When sharing files into Kubernetes-managed containers, we must be mindful that any content already in the folder (volume) of the container receiving the shared folder will effectively get overwritten with the shared content from Kubernetes. So, pushing new configurations into the container needs to be done carefully. For example, replacing just the Kubernetes.conf file in the standard Docker setup wouldn’t be wise because it shares a common folder with all the configuration files. By adopting the approach used in the containers of putting the new configuration files into a different location and modifying the path to the configuration file Fluentd picks up via the environment variable, we protect ourselves from such issues. This means if we wanted, we could include the standard Kubernetes and Prometheus configurations and then replace them when necessary.

8.6.2 Creating our Kubernetes deployment configuration

Let’s adapt and deploy that standard Fluentd repository DaemonSet for our minikube environment. To do that, we need to download the file locally, as we need to make a couple of tweaks. This can be done by using either a wget command on the raw view (http://mng.bz/OGpE) or by using the git clone command. My preference is wget (it’s the easiest way to retrieve lots of things in Docker files, etc.), which looks like

wget https://raw.githubusercontent.com/fluent/fluentd-kubernetes-daemonset/master/fluentd-daemonset-forward.yaml

We need to then make the following additions and modifications:

1. Set the values for the location of our Fluentd node that we want to forward the log events to. This means we should replace the text REMOTE_ENDPOINT with the address or IP of the host machine (e.g., 192.168.1.2). The value for the FLUENT_FOWARD_PORT also needs to be changed from 18080 to 28080. This is to reflect the port being used in our Fluentd node configuration.

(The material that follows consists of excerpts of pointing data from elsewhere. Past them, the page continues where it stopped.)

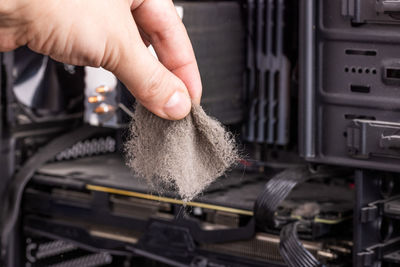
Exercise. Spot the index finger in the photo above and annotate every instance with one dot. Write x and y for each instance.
(164, 29)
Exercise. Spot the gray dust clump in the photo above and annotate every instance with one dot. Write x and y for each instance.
(186, 155)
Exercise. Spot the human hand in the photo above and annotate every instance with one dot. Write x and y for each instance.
(113, 34)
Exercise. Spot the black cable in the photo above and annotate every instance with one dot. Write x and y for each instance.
(16, 188)
(292, 250)
(275, 191)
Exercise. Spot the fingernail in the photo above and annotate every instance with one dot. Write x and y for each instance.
(178, 106)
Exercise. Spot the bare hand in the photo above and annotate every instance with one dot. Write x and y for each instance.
(113, 34)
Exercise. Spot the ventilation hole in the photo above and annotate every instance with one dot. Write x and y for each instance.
(360, 117)
(393, 73)
(360, 89)
(358, 52)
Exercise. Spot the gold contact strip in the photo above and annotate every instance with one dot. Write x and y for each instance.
(166, 199)
(193, 204)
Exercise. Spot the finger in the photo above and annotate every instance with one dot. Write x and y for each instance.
(166, 32)
(144, 36)
(150, 82)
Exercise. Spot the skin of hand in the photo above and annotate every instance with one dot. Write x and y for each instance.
(113, 34)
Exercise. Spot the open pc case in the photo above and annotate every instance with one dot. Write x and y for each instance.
(311, 90)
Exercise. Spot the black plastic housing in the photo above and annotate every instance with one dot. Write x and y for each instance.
(349, 85)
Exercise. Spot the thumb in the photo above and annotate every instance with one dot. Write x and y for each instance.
(153, 85)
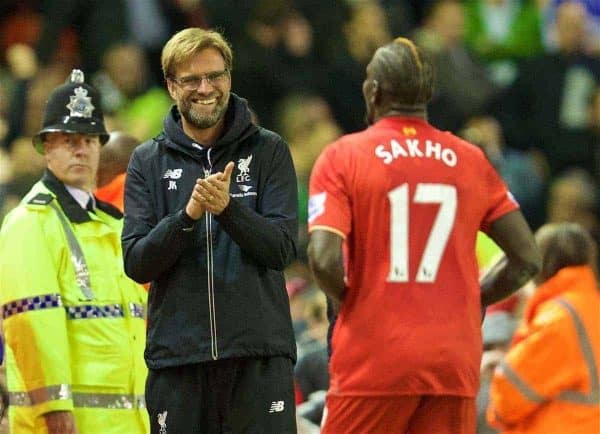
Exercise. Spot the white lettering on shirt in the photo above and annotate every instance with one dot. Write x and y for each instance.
(411, 149)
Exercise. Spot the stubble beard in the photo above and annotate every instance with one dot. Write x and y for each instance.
(203, 121)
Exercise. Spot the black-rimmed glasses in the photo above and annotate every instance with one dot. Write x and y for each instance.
(193, 82)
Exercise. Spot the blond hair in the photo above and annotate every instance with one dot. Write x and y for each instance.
(186, 43)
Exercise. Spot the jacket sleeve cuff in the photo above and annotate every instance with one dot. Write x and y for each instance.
(187, 223)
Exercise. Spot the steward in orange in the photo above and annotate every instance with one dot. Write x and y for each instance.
(548, 383)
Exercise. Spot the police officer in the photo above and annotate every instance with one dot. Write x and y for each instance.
(73, 321)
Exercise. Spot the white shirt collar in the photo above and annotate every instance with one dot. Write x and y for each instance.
(81, 196)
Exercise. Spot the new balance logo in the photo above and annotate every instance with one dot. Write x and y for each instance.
(277, 407)
(173, 174)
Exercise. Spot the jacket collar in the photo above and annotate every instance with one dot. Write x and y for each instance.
(69, 205)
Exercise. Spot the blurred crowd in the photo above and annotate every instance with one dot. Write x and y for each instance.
(519, 78)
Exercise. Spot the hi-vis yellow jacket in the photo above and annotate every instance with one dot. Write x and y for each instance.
(73, 322)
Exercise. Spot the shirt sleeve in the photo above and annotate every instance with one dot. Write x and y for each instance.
(329, 204)
(501, 201)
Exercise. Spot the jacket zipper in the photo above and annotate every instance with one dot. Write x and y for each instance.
(209, 274)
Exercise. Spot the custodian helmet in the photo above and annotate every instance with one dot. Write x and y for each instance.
(73, 107)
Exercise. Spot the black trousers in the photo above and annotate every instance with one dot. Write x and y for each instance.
(231, 396)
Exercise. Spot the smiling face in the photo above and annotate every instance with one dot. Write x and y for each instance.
(204, 107)
(73, 158)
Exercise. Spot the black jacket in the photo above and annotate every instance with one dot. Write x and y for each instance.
(217, 288)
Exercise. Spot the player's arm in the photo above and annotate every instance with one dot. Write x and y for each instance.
(326, 262)
(521, 262)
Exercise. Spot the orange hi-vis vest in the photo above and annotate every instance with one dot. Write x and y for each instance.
(548, 382)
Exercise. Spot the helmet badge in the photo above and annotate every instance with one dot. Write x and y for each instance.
(80, 104)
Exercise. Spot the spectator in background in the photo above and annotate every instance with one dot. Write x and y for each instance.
(497, 331)
(521, 171)
(592, 43)
(548, 383)
(551, 114)
(502, 32)
(594, 124)
(114, 158)
(462, 85)
(135, 104)
(97, 25)
(306, 121)
(74, 329)
(574, 197)
(403, 274)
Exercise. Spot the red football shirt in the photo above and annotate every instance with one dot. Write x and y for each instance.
(408, 200)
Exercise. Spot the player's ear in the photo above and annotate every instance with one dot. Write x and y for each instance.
(375, 92)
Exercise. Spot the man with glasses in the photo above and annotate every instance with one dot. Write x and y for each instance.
(211, 222)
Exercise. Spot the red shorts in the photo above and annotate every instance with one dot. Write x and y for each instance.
(417, 414)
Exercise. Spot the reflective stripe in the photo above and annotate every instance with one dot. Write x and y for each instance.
(38, 302)
(73, 312)
(137, 310)
(38, 396)
(575, 396)
(82, 274)
(108, 400)
(519, 384)
(80, 400)
(93, 311)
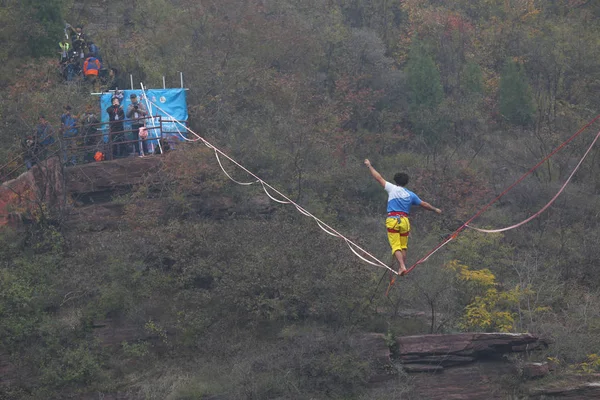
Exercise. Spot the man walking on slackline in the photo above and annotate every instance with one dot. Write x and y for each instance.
(400, 201)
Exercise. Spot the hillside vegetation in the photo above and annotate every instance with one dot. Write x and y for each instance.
(465, 96)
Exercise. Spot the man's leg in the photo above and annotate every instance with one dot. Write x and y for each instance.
(401, 257)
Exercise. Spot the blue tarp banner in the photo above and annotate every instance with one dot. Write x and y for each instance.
(172, 101)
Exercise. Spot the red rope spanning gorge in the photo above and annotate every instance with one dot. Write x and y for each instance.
(454, 234)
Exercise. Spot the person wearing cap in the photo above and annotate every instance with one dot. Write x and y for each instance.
(116, 115)
(400, 201)
(91, 69)
(136, 111)
(44, 132)
(68, 128)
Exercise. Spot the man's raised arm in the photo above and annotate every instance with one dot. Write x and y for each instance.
(374, 173)
(429, 207)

   In a production setup, we would always recommend this be a DNS address. That way, any changes in the environment or scaling Fluentd with load balancing are masked from the configuration. This will require understanding how DNS is handled within Kubernetes, which is not a subject for this book.

2. Add the environment variable FLUENTD_SYSTEMD_CONF into the env section of the YAML, and set its value to "FALSE".

3. Override the FLUENTD_CONF environment variable in the same section so that it points to our custom.conf file we’ve supplied via the ConfigMap.

4. Add a securityContext section to the container’s part of the YAML file with the privileged attribute set to true to overcome the previously identified permissions challenge.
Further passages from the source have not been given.